Andrew Linklater FAcSS (3 August 1949 – 5 March 2023) was a British scholar of international relations and political theorist who taught at universities in Australia and the United Kingdom. In 2000, he was featured as one of the fifty thinkers in Martin Griffith's Fifty Key Thinkers in International Relations.

==Early life and education==
Linklater was born on 3 August 1949 to Andrew Linklater and Isabella née Forsyth. His father was a postman and his mother worked various odd jobs. He studied Politics and International Relations as an undergraduate at the University of Aberdeen, and worked as a bus driver while he studied. He then received an MA degree from the University of Aberdeen in 1971, a BPhil degree from Balliol College, University of Oxford in 1973, and a PhD degree from the London School of Economics in 1978. His PhD thesis was titled Obligations beyond the state: the individual, the state and humanity in international theory, and was later published as Men and Citizens in the Theory of International Relations.

==Teaching==
His teaching career began at the University of Tasmania from 1976 to 1981, before moving to Monash University in 1982, where he taught for ten years. In 1993, he became professor of international relations at Keele University, and became Dean of Postgraduate Affairs in 1997 until he left Keele in 1999. In January 2000 he joined the Department of International Politics at Aberystwyth as the Woodrow Wilson Professor of International Politics.

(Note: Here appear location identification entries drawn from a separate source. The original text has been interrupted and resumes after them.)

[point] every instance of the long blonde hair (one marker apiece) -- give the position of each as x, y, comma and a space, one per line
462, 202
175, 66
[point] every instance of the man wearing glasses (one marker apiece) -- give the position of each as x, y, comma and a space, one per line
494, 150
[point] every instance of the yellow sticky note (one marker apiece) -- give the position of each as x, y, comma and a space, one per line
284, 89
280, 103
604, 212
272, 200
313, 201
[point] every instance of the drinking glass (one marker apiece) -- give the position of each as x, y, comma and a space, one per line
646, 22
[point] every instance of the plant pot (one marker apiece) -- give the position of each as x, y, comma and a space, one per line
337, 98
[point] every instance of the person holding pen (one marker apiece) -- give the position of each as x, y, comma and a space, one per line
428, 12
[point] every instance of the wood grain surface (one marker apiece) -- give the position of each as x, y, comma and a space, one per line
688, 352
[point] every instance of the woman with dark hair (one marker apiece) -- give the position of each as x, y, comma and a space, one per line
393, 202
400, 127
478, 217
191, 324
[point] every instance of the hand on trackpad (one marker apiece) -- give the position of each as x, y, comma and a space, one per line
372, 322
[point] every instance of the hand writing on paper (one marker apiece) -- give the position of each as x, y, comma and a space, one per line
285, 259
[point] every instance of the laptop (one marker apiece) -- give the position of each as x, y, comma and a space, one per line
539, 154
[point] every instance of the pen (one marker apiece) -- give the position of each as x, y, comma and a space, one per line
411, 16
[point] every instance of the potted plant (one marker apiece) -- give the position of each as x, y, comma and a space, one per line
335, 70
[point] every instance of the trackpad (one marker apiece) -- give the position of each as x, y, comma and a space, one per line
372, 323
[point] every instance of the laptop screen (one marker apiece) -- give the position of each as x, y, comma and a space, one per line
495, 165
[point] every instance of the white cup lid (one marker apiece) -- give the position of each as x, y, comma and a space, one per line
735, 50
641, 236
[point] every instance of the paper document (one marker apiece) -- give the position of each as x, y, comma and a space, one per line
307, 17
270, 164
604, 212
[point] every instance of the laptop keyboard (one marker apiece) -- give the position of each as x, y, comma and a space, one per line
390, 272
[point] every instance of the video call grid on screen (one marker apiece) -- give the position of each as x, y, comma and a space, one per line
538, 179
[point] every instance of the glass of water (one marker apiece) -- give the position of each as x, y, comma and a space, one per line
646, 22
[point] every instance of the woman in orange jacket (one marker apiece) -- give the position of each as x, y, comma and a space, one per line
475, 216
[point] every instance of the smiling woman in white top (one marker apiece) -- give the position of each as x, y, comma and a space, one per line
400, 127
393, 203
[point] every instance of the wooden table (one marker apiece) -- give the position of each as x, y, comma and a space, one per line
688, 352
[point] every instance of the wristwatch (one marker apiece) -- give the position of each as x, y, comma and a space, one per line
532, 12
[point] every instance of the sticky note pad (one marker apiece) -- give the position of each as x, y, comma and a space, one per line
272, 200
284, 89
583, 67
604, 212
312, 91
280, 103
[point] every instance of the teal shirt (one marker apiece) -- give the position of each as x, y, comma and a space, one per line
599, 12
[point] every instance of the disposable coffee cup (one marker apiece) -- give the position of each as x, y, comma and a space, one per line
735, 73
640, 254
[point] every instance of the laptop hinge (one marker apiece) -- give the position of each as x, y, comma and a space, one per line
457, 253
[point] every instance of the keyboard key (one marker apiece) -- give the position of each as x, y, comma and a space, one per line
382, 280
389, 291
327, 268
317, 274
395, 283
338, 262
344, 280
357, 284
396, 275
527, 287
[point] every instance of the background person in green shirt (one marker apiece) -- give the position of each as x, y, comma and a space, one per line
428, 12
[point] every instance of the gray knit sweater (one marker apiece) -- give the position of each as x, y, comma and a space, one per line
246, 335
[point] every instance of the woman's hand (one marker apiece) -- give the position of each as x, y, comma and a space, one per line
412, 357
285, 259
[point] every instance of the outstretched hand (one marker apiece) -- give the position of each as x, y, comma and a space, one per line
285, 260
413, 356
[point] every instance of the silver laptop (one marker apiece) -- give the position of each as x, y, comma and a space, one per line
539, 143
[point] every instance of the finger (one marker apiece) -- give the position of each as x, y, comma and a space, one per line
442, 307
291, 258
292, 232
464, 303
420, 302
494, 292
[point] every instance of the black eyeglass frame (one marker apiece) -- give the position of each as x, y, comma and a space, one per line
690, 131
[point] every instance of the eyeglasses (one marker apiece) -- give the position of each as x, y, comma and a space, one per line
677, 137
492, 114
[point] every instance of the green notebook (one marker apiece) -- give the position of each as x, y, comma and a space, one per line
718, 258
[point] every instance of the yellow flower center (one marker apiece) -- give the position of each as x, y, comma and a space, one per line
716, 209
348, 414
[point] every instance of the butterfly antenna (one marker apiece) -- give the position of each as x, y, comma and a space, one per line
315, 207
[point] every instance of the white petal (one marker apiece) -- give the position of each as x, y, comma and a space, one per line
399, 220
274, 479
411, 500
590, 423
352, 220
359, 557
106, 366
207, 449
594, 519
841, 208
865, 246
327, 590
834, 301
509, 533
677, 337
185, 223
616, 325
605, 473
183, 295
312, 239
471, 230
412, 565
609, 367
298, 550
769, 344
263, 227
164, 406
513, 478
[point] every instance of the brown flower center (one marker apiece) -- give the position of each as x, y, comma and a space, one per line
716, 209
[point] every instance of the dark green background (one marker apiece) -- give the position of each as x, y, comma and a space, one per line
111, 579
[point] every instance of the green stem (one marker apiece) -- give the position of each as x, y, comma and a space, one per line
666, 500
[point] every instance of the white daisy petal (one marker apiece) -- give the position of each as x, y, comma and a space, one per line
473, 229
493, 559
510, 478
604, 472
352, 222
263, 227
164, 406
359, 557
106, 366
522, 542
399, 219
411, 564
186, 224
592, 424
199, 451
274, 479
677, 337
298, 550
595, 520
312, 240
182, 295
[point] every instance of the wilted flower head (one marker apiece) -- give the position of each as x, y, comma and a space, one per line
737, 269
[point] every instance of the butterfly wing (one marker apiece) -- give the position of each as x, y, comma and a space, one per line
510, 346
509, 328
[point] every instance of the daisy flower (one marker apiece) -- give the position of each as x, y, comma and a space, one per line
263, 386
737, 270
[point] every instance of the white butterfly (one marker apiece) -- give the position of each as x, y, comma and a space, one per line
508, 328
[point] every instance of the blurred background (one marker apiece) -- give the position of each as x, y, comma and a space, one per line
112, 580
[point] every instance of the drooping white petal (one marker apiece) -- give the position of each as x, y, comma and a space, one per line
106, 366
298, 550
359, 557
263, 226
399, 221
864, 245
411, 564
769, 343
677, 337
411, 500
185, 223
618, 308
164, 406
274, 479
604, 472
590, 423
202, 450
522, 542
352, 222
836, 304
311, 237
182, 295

== Perspectives on international relations ==
Until around the turn of the millennium, Linklater could be characterized as a scholar of the critical theory paradigm within international relations. In his 1990 piece, Beyond Realism and Marxism, he outlined flaws in realist international relations theory, the English School, and Marxist international relations theory. Linklater argued for international relations theorists to take a more expansive approach to the relevant actors, which includes forces that generate human norms and structure human relations between societies, beyond the class framework of Marxism. However, since the 2000s, he moved decisively to championing the relevance of the work of Norbert Elias on the study of international relations. His later books, including The Problem of Harm in World Politics: Theoretical Investigations (2011) and The Idea of Civilization and the Making of the Global Order (2021) show his close connections with the 'figurational sociology' school associated with Elias.

==Research==
Linklater wrote and edited several books on International Relations, but one of his most important works is The Transformation of Political Community. Published in 1998, it was hailed by fellow academics Chris Brown and Steve Smith as "one of the most important books in international theory published in this decade". Linklater's research interests included the idea of harm in International Relations and critical theories of International Relations. In 2001 he became a member of the Academy of Learned Societies in the Social Sciences, and in 2005 he also became a Fellow of the British Academy. He was also a Founding Fellow of the Learned Society of Wales.

==Personal life ==
Linklater married a fellow Aberdonian, Jane Adam. Andrew Linklater died on 5 March 2023, at the age of 73.

==Publications==
- The Problem of Harm in World Politics: Theoretical Investigations, Cambridge University Press, 2011.
- Critical Theory and World Politics: Citizenship, sovereignty and humanity, Routledge, 2007.
- The English School of International Relations: A Contemporary Assessment (with Hidemi Suganami), Cambridge University Press, 2006.
- Theories of International Relations (edited with Scott Burchill), Palgrave Macmillan, 2013. (Now on its fifth edition, originally published in 1996)
- Political Loyalty and the Nation-State (edited with Michael Waller), Routledge, 2003.
- International Relations: Critical Concepts in Political Science, Routledge, 2000
- The Transformation of Political Community: Ethical Foundations of the Post-westphalian Era, Polity Press, 1998.
- Boundaries in Question: New Directions in International Relations, (edited with John MacMillan) Frances Pinter, 1995.
- Beyond Realism and Marxism: Critical Theory and International Relations, MacMillan Press, 1990.
- New Horizons in Politics: Essays with an Australian Focus, (edited with Hugh V. Emy), Allen and Unwin, 1990.
- Men and Citizens in the Theory of International Relations, MacMillan Press, 1982.
- New Dimensions in World Politics, (edited with G. Goodwin) Croom Helm, 1975.